Sagt es und verteilt die Textzettel an alle, die zugreifen. Mittlerweile hatte die Dadamenta nicht nur Zuschauer, sondern vor allem Akteure gewonnen. Auch wenn sich manche lieber hinter Kaffeebechern versteckten, wie zwei Künstlerinnen am Ende des bunten Zuges, der vom Bahnhof mitten durch die Stadt zog:

"Ich mag Kurt Schwitters und dachte, vielleicht erfahre ich heute ein bisschen Kurt Schwitters, wenn ich hierher komme."

"Also wir wollten uns erstmal überraschen lassen und waren von der Performance und Unplanmäßigkeit dieses Vorhabens erstmal angezogen, wir laufen einfach mal mit. Aber, klar – Dada ist natürlich ein Geist, dem man folgen kann oder nicht, aber es ist natürlich interessant, was in Weimar daraus entsteht. Ich glaub, es ist spaßig auf jeden Fall."

Die Frage nach dem Sinn hörte sich als Antwort zumindest so an:

"Im weitesten Sinne ist ja Unsinn auch Sinn."

"Das ist nur Sinn, höherer Sinn. Meta-Sinn."

"Ja, natürlich."

"Man fragt sich ja immer, was Dada ist, und das kann man hier glaub ich ganz gut sehen, dass es dafür gar keine Definition gibt."

Und so zog der Zug der Dadaisten heute quer durch die Stadt, schrill, schön und fröhlich – mit Menschen, die Teekessel zum Hut umfunktioniert hatten, Küchenutensilien um den Hals trugen, wie eine Rheinländerin, die ziemlich textsicher im Dada–Gesang war:

"Ich habs immer geliebt, auch beim Karneval aktiv zu sein, ich will das jetzt nicht damit vergleichen aber ich kann hier auf ne ähnliche Art und Weise aus mir rausgehen, ohne dass ich auffalle."

Der Text ist einfach aber schön und irgendwie beherrscht ihn jeder nach wenigen Minuten an diesem Abend, der Zug wird immer größer und immer bunter. Auch ein Student aus Jordanien greift zum Instrument, zum zweiten Mal ist er dabei.

"Wir haben das nicht in Jordanien, aber – es ist schön."

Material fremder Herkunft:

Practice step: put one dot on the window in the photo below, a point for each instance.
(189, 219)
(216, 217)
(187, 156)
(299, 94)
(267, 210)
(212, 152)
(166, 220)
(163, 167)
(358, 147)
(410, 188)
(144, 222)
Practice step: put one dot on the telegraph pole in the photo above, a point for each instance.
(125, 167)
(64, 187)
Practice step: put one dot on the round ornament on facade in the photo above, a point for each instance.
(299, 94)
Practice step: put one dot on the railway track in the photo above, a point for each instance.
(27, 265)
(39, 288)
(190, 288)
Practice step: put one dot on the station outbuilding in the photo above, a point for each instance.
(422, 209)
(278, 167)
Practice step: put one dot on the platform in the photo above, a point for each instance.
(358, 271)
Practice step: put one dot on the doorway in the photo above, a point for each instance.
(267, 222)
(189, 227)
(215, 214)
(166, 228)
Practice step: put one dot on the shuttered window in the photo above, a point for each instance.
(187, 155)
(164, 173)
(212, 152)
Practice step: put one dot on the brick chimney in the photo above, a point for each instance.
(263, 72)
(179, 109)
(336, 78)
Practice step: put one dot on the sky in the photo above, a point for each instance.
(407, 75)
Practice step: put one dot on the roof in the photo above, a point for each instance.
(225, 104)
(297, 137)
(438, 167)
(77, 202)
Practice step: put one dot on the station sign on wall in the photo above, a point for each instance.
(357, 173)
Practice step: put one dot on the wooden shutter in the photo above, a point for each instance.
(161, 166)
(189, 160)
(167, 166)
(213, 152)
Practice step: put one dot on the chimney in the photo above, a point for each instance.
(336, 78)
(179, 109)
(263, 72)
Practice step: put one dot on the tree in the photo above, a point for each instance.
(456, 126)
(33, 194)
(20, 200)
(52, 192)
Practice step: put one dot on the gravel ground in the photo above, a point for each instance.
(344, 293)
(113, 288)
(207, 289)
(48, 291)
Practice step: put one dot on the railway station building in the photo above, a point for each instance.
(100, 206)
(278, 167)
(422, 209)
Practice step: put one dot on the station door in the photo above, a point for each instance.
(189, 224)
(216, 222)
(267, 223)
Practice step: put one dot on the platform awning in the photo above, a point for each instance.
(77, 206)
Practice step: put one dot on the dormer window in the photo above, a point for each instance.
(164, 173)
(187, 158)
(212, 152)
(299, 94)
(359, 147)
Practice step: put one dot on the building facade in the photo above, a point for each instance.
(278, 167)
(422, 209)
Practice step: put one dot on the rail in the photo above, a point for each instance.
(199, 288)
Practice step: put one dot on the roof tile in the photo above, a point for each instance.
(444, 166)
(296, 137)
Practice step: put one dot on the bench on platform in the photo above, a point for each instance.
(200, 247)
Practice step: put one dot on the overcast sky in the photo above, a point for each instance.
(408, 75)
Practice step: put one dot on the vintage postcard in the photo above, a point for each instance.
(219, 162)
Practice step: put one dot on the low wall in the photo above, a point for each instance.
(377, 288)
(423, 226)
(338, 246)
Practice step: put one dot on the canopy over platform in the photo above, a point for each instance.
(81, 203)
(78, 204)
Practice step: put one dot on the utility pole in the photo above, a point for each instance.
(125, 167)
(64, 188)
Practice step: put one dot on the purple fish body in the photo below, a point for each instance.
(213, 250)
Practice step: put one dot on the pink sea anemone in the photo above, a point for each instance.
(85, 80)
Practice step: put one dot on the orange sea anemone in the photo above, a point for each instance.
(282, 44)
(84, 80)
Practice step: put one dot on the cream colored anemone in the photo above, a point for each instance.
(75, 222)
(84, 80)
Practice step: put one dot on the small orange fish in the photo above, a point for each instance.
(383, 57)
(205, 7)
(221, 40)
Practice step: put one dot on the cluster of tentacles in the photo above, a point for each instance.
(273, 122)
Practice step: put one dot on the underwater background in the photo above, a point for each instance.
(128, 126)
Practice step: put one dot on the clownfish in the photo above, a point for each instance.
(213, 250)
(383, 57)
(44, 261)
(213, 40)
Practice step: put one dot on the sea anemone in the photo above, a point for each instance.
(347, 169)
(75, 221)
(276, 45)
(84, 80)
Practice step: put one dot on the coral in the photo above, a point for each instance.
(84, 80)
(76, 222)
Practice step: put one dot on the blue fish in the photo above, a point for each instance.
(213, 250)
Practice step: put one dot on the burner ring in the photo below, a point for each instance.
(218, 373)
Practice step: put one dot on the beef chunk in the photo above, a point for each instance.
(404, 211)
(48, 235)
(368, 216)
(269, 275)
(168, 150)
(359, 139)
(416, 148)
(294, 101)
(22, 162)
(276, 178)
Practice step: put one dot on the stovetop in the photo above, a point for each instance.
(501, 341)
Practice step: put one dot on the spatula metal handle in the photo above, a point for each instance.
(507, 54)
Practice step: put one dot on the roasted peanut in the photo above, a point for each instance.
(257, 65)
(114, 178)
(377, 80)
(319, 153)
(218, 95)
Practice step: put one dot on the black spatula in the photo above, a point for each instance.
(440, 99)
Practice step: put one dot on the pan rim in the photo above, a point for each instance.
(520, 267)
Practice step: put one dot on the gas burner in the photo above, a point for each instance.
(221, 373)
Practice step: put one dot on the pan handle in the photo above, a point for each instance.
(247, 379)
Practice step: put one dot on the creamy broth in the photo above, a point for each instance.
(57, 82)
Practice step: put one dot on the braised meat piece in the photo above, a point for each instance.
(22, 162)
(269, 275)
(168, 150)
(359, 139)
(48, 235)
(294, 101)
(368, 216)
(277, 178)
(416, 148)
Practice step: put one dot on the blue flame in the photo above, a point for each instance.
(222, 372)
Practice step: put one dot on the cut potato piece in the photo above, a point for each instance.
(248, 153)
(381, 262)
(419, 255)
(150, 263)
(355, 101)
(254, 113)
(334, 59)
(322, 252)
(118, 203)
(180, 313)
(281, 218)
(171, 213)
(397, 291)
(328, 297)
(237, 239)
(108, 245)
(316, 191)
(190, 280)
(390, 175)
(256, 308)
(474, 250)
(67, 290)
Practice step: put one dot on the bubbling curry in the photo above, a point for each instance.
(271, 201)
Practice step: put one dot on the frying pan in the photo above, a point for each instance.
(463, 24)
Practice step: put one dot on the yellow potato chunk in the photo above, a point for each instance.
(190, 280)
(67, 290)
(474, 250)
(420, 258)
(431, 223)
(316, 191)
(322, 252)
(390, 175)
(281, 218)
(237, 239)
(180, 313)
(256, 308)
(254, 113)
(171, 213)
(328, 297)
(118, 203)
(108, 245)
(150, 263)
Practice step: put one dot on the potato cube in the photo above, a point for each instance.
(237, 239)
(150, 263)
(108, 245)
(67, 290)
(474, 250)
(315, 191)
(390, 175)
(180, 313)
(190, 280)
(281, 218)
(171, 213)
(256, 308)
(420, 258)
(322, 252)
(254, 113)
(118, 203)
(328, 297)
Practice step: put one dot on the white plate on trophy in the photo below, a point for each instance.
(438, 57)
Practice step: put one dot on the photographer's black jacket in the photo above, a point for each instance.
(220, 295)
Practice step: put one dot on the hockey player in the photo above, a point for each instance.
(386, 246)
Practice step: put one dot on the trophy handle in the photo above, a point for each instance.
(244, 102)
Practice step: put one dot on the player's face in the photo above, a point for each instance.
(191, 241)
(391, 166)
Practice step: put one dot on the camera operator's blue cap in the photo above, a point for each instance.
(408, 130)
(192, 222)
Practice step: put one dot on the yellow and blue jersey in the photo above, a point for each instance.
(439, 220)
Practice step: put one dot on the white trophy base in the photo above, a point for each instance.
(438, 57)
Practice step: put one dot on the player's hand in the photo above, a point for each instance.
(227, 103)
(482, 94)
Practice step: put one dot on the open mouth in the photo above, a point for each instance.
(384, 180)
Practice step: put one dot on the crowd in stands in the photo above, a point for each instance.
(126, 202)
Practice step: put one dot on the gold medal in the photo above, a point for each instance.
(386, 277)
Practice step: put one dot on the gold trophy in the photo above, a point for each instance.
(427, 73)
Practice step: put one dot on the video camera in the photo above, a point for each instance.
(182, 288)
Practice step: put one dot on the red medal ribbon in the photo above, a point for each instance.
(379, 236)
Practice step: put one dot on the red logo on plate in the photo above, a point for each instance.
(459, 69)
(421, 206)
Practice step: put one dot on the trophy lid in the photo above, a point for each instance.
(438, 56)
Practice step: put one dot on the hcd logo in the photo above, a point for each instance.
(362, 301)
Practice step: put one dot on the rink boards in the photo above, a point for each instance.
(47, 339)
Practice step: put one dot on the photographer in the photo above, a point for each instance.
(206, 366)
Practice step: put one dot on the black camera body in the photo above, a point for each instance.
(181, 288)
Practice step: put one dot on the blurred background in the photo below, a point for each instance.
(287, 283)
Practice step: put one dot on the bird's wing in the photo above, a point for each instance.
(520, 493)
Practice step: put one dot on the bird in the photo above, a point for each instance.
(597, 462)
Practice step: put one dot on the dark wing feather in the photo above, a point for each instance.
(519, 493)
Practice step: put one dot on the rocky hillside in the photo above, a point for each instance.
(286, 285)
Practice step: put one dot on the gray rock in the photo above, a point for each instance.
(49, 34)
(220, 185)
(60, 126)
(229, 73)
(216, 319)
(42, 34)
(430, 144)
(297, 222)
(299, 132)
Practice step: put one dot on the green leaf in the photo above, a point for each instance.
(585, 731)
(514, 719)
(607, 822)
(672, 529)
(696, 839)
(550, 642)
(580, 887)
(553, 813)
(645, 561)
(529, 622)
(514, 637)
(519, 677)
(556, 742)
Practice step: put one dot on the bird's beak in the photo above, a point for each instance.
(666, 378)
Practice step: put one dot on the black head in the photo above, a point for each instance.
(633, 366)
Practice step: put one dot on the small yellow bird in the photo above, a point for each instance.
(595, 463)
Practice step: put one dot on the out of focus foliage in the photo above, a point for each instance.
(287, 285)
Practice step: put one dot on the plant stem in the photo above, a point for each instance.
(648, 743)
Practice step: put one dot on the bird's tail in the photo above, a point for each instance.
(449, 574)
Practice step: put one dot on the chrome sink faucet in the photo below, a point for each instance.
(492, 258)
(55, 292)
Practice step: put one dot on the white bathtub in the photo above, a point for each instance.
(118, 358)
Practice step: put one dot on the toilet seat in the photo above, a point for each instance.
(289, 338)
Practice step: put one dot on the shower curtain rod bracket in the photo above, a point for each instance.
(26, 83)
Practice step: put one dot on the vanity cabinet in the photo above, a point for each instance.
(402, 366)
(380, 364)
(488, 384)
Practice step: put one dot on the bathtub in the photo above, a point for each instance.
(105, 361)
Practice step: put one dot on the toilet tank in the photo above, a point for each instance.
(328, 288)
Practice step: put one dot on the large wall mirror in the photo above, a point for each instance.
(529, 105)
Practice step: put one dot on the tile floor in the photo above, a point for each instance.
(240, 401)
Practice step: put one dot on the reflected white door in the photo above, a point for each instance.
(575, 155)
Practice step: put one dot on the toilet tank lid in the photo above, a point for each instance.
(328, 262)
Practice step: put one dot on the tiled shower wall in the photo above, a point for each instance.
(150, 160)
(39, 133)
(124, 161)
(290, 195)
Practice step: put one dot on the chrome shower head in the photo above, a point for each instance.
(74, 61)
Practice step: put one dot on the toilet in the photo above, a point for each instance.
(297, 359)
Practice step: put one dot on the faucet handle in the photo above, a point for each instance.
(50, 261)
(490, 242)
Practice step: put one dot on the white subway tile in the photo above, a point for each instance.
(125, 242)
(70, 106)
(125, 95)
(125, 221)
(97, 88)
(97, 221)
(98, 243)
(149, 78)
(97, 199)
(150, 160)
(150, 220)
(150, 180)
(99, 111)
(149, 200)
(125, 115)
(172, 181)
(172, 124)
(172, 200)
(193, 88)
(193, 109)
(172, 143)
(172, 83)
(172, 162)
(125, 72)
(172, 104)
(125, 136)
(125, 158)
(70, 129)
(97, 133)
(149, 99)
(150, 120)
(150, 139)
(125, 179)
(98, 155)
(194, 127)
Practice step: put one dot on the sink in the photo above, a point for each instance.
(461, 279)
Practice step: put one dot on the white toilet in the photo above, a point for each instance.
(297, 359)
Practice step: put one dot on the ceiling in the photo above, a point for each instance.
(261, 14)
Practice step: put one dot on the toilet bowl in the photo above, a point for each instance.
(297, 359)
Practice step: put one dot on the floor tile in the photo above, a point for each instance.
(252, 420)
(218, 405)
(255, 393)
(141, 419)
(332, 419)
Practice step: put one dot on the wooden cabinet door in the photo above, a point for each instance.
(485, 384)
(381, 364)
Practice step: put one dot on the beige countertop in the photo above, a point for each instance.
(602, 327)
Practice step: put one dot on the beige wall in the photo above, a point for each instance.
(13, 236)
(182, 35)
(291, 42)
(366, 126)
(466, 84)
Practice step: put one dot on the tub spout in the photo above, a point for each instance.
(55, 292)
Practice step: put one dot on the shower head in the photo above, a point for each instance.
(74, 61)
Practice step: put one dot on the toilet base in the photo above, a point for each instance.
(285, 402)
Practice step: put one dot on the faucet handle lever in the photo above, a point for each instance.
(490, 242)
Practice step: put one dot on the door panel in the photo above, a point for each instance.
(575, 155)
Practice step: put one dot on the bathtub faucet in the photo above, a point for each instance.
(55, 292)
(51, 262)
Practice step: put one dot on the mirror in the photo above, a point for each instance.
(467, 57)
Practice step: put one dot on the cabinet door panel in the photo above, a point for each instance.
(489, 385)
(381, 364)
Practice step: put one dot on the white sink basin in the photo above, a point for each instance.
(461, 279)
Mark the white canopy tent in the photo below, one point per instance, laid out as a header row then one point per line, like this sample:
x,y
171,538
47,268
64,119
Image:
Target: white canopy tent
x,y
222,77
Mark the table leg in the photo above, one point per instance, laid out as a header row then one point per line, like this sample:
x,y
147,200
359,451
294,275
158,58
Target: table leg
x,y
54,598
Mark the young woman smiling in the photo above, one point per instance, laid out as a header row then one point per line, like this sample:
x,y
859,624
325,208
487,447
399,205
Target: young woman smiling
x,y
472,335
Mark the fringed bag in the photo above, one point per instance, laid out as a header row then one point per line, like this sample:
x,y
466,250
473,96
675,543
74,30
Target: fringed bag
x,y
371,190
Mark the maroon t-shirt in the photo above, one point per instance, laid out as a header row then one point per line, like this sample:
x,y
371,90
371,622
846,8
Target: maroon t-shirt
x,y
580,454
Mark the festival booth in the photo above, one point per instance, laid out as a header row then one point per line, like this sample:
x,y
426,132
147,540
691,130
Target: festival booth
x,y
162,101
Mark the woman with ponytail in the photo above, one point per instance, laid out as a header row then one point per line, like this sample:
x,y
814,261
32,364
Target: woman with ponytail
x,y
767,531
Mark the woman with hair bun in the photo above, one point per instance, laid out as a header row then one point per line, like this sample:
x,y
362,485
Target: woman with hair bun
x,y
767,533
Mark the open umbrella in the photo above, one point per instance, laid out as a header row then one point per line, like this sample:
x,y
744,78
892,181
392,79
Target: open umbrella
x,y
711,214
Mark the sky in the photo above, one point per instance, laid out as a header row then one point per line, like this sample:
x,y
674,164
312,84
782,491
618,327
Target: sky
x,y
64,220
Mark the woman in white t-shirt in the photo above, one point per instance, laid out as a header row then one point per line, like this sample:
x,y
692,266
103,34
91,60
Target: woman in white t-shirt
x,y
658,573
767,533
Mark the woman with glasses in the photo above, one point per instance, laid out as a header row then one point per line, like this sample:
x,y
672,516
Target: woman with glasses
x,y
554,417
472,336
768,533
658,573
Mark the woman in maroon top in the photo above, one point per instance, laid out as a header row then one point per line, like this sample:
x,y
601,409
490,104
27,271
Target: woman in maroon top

Er lacht und sagt, er sei ein echter Fan der deutschen Kultur. Zumindest die Klassik, alles Gediegene und Geordnete hatte heute keine Chance in Weimar: Sprechgesang, Protestkultur, bunte Fröhlichkeit zwischen Kochlöffeln und Pauken. Dadaismus im Jahr 2013 – zumindest für einen Tag heute in Weimar und nicht nur die Rheinländerin hatte ihren Spaß:

"Da freu ich mich drüber. Ganz toll. Oh, ich muss mal wieder mitmachen…"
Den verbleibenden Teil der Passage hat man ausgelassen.